Preferential configuration of water along the six-ring-member gate of ZIF-8: (a) side view and (b) top view. The measurement colors are the same as in Figure .

Conclusions

In conclusion, this work is based on molecular dynamic simulations devoted to systematically studying the structure of nanoconfined water vapor in ZIF-8. ZIF-8 nanopores can frustrate H bond networks of water, allowing the water dimer configuration to preferentially form. It is found that the water dimer bridges the opposite linkers of the six-ring-member gate, which are far from the zinc node and N atoms of ZIF-8. From the point of view of the development of MOF materials for practical applications, the nanoconfined water structure provides evidence for re-examination of the remarkable adsorption, separation, and other bulk properties of MOFs. Furthermore, MOFs are promising template materials to obtain a low order cluster of water under moderate conditions.

Computational Method

The ZIF-8 unit cell with a lattice parameter of 16.985 Å was employed in this study. 2 × 2 × 2 unit cells (2208 atoms) with periodic boundary conditions were applied along the three main coordinate directions that constitute the simulation box. The Verlet-velocity integration algorithm with a time step of 1.0 fs was used for all types of interactions (i.e., bonding, van der Waals, and electrostatic interactions). The bonding and nonbonding force parameters of ZIF-8 were determined from our previous publication,[34] and a 16.0 Å cutoff value was set for all nonbonding interactions. Three common types of water models (SPC/E,[35] TIP3P,[36] TIP4P-Ew,[37] TIP4P/Ice,[37] and TIP4P/2005[37]) were selected in this study. SPC/E and TIP3P consisted of a three-site model, whereas TIP4P consisted of a four-site water model (Figure S1). The TIP4P-Ew model was used for simulations of periodic systems including Ewald summation to evaluate electrostatic energy; then, in 2005, the TIP4P/2005 model was developed to improve the reproduction of the phase diagram of water, and finally, the TIP4P/ICE model was optimized for the simulation of solid phases of water, although it performs well also for liquid water. Lorentz–Berthelot (LB) combination rules were used to calculate the cross-potential parameters.

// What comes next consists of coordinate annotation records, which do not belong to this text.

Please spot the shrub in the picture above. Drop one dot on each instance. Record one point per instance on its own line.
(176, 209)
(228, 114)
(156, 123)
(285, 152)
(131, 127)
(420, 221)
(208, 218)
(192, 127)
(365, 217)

MD simulations were performed using LAMMPS software.[38,39] Initially, geometric optimization of the atomic positions at zero temperature employed the conjugate gradient (CG) algorithm. Then, the simulated system was equilibrated for 10 ns at 300 K temperature (Langevin thermostat[40]) in the canonical ensemble (NVT). After the thermal equilibration step, the production step with 50 ns microcanonical ensemble (NVE) run was performed for the structure and dynamic analysis.